65                  The Court has a wide discretion under section 21 of the Federal Court of Australia Act 1976 (Cth) to make binding declarations of right (see, for example: Trade Practices Commission v Santos Limited (1993) ATPR 41-221; Tobacco Institute of Australia Limited v Australian Federation of Consumer Organisations Inc (No 2) (1993) 41 FCR 89; RAIA Insurance Brokers Limited v FAI General Insurance Co Limited (1993) 41 FCR 164; Australian Competition & Consumer Commission v Target (2001) ATPR 41-840 at [14]).  The proposed declarations go to the legal controversy between the parties (Ainsworth and Anor v Criminal Justice Commission (1992) 175 CLR 564 at 596) and the ACCC has a “real interest”, as that expression was used in Forster v Jododex Aust Pty Limited (1972) 127 CLR 421 at 437 – 438, in seeking declaratory relief as the public body charged with enforcing the TPA and the Code (see Australian Competition & Consumer Commission v Goldy Motors Pty Ltd (2001) ATPR 41-801 at [30]).

66                  In the light of those findings, I consider it appropriate to make declarations in the terms proposed by the parties.  The matters they address are far from hypothetical, and the proposed declarations specifically address the particular contravening conduct on the part of Mr Knight and Mr Ross which has been established:  see Rural Press Limited v Australian Competition and Consumer Commission (2003) 216 CLR 53.

67                  Section 86C of the TPA contains the power to order a contravenor of a provision of the TPA to attend a compliance program.  The text of the Code includes that (and other) provisions of the TPA which relate to the Schedule version of Part IV:  see s 4(1)(b) of the Competition Policy Reform (South Australia) Act 1996 (SA).  The proposed order that each of Mr Knight and Mr Ross attend a trade practices compliance program is therefore within power.  As it is agreed that their contravening conduct was engaged in ignorance of the relevant provisions of the Code, it is appropriate that they should attend such a program provided it is relevant to the contraventions.  The proposed order satisfies that proviso and is sufficiently clear and precise to enable the performance of it to be readily undertaken and assessed.

68                  The proposed orders for costs are also clearly within the Court’s power and are appropriate.

69                  Finally, there is the greater question of the appropriate amount of the pecuniary penalties.

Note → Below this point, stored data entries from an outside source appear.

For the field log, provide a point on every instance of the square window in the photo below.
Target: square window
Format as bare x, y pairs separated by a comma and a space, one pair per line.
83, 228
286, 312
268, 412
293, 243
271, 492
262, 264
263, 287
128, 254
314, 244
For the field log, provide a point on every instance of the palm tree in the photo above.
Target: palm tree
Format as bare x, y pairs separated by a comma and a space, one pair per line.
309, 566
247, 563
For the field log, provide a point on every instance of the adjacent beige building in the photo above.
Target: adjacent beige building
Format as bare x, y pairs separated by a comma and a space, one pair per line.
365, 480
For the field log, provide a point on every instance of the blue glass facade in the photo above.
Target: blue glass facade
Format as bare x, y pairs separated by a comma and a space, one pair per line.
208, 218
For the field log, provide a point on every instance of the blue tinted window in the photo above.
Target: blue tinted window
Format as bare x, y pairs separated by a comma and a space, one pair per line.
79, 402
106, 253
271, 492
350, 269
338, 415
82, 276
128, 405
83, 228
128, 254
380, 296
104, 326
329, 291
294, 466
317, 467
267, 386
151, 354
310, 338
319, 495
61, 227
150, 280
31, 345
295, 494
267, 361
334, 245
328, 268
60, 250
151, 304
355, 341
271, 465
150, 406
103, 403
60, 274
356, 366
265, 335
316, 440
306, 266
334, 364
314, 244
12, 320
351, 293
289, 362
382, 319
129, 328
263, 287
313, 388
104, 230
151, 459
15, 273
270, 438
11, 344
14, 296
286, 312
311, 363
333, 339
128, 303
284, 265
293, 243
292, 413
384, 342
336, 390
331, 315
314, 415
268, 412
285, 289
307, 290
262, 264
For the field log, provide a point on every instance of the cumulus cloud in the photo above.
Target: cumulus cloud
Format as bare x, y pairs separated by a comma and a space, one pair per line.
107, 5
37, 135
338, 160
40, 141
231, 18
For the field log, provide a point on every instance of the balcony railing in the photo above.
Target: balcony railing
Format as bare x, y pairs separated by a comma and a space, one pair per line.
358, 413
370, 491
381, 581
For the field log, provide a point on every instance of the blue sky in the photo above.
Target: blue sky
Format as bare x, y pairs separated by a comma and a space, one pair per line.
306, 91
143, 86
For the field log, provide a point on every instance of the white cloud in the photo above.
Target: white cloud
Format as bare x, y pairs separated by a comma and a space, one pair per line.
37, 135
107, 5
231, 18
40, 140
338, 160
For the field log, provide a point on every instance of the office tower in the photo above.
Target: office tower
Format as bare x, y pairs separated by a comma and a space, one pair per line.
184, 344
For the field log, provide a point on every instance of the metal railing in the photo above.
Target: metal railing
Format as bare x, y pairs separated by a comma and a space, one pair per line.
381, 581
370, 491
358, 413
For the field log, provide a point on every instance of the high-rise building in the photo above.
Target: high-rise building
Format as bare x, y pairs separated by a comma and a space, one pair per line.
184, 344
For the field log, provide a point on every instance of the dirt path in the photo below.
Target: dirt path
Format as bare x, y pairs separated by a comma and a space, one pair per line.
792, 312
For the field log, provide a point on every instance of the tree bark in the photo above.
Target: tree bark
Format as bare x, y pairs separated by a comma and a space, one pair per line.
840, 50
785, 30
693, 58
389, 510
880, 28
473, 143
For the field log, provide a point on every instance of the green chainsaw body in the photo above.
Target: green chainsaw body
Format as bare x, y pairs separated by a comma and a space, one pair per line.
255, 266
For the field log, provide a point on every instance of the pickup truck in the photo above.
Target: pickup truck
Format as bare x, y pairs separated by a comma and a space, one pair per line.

Assessment of an appropriate penalty

70                  Section 76 of the Code and of the TPA sets out matters to which the Court must have regard in determining an appropriate level of penalty.  The principles are generally equally relevant to the assessment of a pecuniary penalty under the Code.  They were addressed by French J in Trade Practices Commission v CSR Limited (1991) ATPR 41-076 at 52,152 ‑ 52,153.  French J, dealing with a corporation not an individual, formulated these as follows:

(a)           the nature and extent of the contravening conduct;

(b)          the amount of loss or damage caused;

(c)           the circumstances in which the conduct took place;

(d)          the size of the contravening company;

(e)           the degree of power it has, as evidenced by its market share and ease of entry into the market;

(f)            the deliberateness of the contravention and the period over which it extended;

(g)           whether the contravention arose out of the conduct of senior management or at a lower level;

(h)           whether the company has a corporate culture conducive to compliance with the Act, as evidenced by educational programs and disciplinary or other corrective measures in response to an acknowledged contravention; and

(i)             whether the company has shown a disposition to co-operate with the authorities responsible for the enforcement of the Act in relation to the contravention. 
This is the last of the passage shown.